The analysis of otolith Sr isotope ratios (87Sr/86Sr) is a powerful method to study fish migration in freshwater areas. However, few studies have applied this method to study fish movement in ...brackish‐water environments. Furthermore, despite the fact that habitat differentiation has been shown to drive genetic differentiation and reproductive isolation among stickleback fish, no studies have used the otolith 87Sr/86Sr ratios to analyze habitat differentiation between stickleback ecotypes and species. In this study, we analyzed the otolith 87Sr/86Sr ratios of three sympatric stickleback species of the genus Pungitius in the Shiomi River on Hokkaido Island, Japan: P. tymensis, the brackish‐water type of the P. pungitius–P. sinensis complex, and the freshwater type of the P. pungitius–P. sinensis complex.
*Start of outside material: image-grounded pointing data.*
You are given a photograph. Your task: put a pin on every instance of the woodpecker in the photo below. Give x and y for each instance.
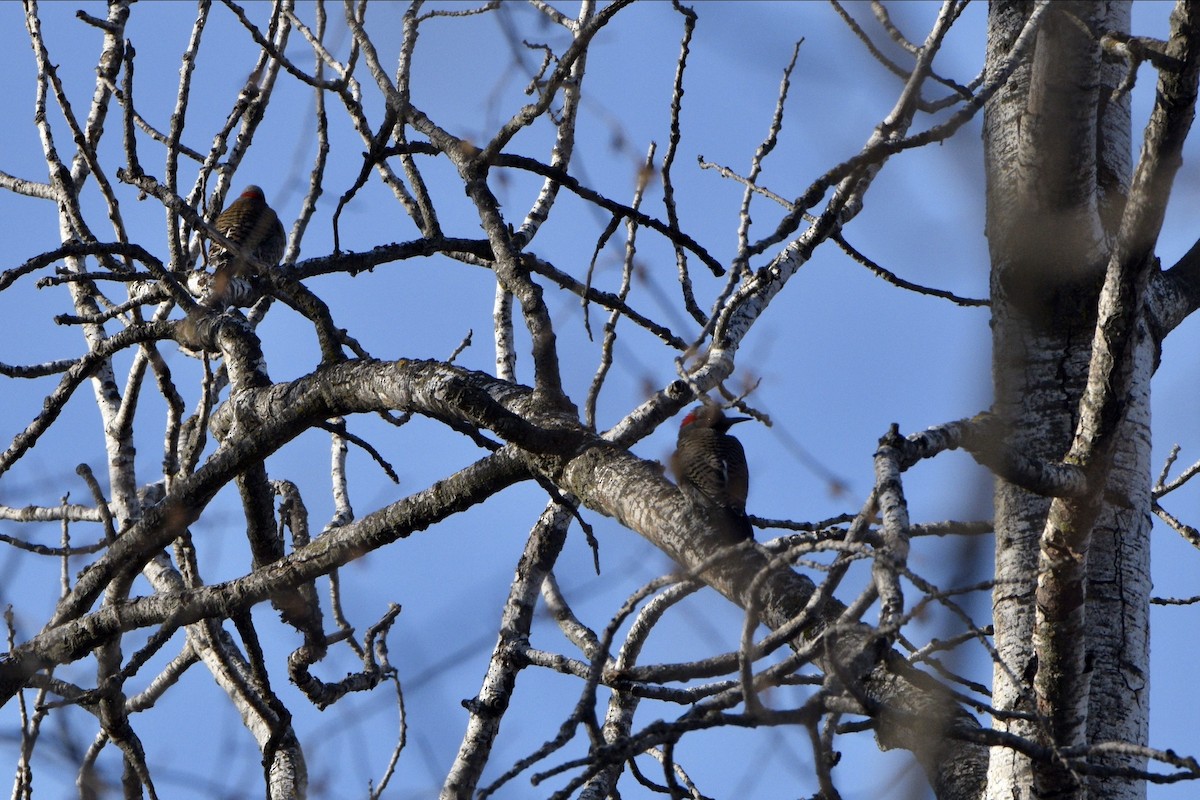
(711, 467)
(251, 224)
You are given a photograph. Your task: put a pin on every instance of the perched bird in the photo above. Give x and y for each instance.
(711, 468)
(251, 224)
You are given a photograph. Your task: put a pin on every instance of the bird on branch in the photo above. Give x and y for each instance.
(711, 468)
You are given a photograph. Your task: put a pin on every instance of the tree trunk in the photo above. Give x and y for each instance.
(1057, 151)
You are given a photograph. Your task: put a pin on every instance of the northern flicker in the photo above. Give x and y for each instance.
(711, 468)
(250, 223)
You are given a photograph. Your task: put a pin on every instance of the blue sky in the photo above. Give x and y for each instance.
(840, 356)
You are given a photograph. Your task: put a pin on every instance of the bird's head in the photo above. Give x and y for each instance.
(709, 416)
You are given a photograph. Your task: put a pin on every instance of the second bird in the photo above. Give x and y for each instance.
(711, 467)
(252, 224)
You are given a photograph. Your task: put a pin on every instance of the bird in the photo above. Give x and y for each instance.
(255, 227)
(711, 468)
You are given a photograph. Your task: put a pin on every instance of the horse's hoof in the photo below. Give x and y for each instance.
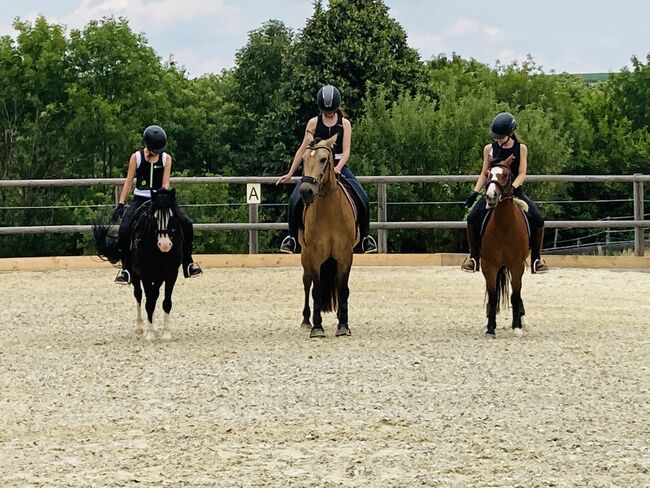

First, we created a mixing equation to depict the relationship between habitat salinity and the 87Sr/86Sr ratios of river water. We found that the otolith 87Sr/86Sr ratios differed significantly among the three species, indicating that the three species utilize habitats with different salinities: P. tymensis and the brackish‐water type inhabit freshwater and brackish‐water environments, respectively, with the freshwater type using intermediate habitats. In addition, we found that some freshwater individuals moved to habitats with higher salinities as they grew. Our study demonstrates that the analysis of otolith 87Sr/86Sr ratios is a useful method for studying the habitat use of fish in brackish‐water environments and habitat differentiation among closely related sympatric and parapatric species.
We analyzed the otolith Sr isotope ratios of three sympatric stickleback species of the genus Pungitius in the Shiomi River on Hokkaido Island, Japan. We created a mixing equation to depict the relationship between habitat salinity and the Sr isotope ratios of river water. We found that the otolith Sr isotope ratios differed significantly among the three species, indicating that the three species utilize habitats with different salinities.